Every file and folder on Linux has an owner (user) and a group. Only the owner or root can modify a file.

The problem

When a startup script runs as root, any files it creates are owned by root:

root  /opt/zoo_bot/   ← created by root startup script

When you SSH in as ubuntu, you’re a different account.
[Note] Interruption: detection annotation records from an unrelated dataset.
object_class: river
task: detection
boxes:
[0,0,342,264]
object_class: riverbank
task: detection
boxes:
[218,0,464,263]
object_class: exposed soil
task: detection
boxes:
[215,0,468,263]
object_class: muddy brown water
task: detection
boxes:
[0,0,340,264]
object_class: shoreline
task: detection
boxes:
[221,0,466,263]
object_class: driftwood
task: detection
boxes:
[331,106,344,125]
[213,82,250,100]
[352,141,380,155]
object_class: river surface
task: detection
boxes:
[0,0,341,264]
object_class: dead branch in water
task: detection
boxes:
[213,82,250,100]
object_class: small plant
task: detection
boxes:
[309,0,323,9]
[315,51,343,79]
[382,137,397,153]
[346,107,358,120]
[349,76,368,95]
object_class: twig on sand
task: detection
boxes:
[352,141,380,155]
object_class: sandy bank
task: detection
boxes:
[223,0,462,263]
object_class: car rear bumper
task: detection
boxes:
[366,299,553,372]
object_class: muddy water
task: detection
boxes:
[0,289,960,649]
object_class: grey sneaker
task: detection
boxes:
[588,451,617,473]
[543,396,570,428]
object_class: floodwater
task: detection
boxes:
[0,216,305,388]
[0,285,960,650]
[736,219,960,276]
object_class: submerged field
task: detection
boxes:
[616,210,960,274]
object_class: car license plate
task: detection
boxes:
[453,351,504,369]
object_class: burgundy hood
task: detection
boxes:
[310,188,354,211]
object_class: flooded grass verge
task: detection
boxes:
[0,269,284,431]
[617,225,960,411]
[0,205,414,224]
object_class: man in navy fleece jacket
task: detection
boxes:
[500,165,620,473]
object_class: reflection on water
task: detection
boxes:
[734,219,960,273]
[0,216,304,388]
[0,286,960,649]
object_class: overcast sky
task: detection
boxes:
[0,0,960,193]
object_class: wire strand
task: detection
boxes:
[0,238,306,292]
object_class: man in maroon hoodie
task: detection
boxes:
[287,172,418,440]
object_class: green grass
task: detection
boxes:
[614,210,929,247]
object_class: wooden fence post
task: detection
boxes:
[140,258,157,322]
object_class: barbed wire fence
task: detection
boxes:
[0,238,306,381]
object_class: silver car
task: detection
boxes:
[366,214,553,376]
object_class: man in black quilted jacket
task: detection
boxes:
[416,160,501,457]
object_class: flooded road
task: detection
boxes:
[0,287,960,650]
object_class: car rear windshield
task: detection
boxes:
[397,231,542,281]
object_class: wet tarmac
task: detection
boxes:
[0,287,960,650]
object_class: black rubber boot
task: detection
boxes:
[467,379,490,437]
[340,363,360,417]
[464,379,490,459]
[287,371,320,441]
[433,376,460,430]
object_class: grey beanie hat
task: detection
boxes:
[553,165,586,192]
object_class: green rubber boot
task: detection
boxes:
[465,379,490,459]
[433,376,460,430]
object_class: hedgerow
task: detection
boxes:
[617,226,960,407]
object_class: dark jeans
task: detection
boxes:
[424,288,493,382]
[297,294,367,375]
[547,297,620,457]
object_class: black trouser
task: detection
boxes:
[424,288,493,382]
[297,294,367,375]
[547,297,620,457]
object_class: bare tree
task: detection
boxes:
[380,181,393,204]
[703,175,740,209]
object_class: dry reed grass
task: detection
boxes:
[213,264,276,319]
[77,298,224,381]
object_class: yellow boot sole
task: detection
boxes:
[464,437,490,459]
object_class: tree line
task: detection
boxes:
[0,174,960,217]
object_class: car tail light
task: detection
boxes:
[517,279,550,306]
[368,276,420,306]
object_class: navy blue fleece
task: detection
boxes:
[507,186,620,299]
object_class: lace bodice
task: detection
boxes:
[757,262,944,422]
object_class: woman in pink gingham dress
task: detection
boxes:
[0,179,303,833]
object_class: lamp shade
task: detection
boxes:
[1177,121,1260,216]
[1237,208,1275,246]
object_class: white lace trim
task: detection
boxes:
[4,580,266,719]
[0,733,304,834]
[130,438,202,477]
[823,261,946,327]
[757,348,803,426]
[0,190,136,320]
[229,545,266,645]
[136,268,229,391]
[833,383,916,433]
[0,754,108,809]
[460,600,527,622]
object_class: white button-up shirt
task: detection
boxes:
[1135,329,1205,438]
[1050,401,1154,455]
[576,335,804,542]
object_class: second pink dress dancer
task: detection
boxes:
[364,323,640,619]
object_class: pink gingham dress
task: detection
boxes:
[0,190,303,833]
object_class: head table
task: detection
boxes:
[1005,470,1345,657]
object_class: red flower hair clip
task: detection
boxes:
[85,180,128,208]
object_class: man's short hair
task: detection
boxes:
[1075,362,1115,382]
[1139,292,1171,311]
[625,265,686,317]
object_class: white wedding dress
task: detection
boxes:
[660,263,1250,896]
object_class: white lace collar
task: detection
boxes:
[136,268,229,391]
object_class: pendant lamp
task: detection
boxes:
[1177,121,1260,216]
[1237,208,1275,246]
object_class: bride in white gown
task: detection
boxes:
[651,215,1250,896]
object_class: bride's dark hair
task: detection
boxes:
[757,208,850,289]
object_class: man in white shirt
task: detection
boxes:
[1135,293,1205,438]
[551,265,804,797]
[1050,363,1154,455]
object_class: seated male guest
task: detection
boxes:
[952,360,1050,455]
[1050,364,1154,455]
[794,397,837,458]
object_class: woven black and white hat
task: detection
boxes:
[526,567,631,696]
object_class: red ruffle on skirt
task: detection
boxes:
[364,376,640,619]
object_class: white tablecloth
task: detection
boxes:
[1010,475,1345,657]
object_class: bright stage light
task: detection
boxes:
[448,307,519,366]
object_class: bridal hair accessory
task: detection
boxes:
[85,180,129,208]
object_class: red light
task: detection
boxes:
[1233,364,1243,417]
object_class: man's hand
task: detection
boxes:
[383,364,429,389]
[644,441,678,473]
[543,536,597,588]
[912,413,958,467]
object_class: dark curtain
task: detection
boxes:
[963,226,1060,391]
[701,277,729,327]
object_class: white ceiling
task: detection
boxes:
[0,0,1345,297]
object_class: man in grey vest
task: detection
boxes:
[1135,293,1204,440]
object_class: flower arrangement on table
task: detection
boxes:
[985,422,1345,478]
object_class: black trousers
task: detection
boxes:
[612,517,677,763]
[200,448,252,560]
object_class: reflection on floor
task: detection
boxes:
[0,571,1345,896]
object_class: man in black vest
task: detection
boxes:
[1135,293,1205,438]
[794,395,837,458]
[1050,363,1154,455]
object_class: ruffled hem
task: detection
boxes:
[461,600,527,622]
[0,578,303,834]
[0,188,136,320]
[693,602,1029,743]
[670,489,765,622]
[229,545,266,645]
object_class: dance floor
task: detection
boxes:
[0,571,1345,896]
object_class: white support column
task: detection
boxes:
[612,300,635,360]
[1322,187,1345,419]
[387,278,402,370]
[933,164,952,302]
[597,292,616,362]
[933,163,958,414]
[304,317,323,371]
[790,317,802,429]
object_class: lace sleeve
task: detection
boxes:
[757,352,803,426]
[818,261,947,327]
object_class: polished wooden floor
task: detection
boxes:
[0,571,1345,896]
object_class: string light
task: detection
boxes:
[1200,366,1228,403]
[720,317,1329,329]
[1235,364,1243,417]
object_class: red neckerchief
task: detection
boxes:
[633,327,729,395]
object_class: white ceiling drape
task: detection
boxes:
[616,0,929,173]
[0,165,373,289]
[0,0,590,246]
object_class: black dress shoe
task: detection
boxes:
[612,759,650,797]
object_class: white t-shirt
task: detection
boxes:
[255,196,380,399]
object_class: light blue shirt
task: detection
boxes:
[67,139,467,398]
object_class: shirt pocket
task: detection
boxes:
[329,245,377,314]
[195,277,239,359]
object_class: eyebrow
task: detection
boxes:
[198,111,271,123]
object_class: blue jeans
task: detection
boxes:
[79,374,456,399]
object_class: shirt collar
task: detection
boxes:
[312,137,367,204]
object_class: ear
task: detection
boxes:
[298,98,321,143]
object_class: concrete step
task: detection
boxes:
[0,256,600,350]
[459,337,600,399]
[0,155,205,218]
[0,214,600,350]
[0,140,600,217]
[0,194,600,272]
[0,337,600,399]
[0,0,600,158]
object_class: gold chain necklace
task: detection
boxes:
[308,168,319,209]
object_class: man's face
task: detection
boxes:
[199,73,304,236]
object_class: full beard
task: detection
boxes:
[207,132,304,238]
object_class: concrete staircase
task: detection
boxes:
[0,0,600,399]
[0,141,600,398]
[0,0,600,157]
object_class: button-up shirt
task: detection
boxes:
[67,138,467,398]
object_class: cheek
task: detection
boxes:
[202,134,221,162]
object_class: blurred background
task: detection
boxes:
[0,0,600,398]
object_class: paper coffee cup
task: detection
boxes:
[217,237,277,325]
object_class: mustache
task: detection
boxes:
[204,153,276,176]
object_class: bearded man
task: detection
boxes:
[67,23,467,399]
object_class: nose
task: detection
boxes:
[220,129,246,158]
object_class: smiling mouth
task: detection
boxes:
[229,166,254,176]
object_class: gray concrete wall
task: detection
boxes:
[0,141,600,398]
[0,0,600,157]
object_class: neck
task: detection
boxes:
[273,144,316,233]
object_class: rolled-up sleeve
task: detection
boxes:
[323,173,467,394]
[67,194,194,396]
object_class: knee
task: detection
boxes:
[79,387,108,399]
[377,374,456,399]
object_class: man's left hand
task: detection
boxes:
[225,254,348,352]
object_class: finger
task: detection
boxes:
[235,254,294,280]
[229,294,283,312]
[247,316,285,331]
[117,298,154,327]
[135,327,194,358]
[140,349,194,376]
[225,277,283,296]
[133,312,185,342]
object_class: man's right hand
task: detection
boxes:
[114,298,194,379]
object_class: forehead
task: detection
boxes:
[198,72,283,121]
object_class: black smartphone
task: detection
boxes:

Ubuntu doesn’t own /opt/zoo_bot, so when git tries to write to .git/FETCH_HEAD, Linux blocks it:

error: cannot open .git/FETCH_HEAD: Permission denied

sudo git pull works because you borrowed root’s identity for that one command — not because it’s the right fix.

The proper fix: chown

sudo chown -R ubuntu:ubuntu /opt/zoo_bot
  • chown = change owner
  • -R = recursively (apply to all files inside too)
  • ubuntu:ubuntu = new owner: ubuntu, new group: ubuntu

After this, ubuntu owns everything in /opt/zoo_bot and git pull works without sudo.

Warning

Don’t use sudo as the long-term workaround — it masks the real problem and leaves files owned by root permanently.

Tip

Rule of thumb — avoid running scripts as root when a regular user will need to interact with those files later. In a startup script (e.g. startup.sh.tpl), prefix commands with sudo -u ubuntu so files are created with the right owner from the start.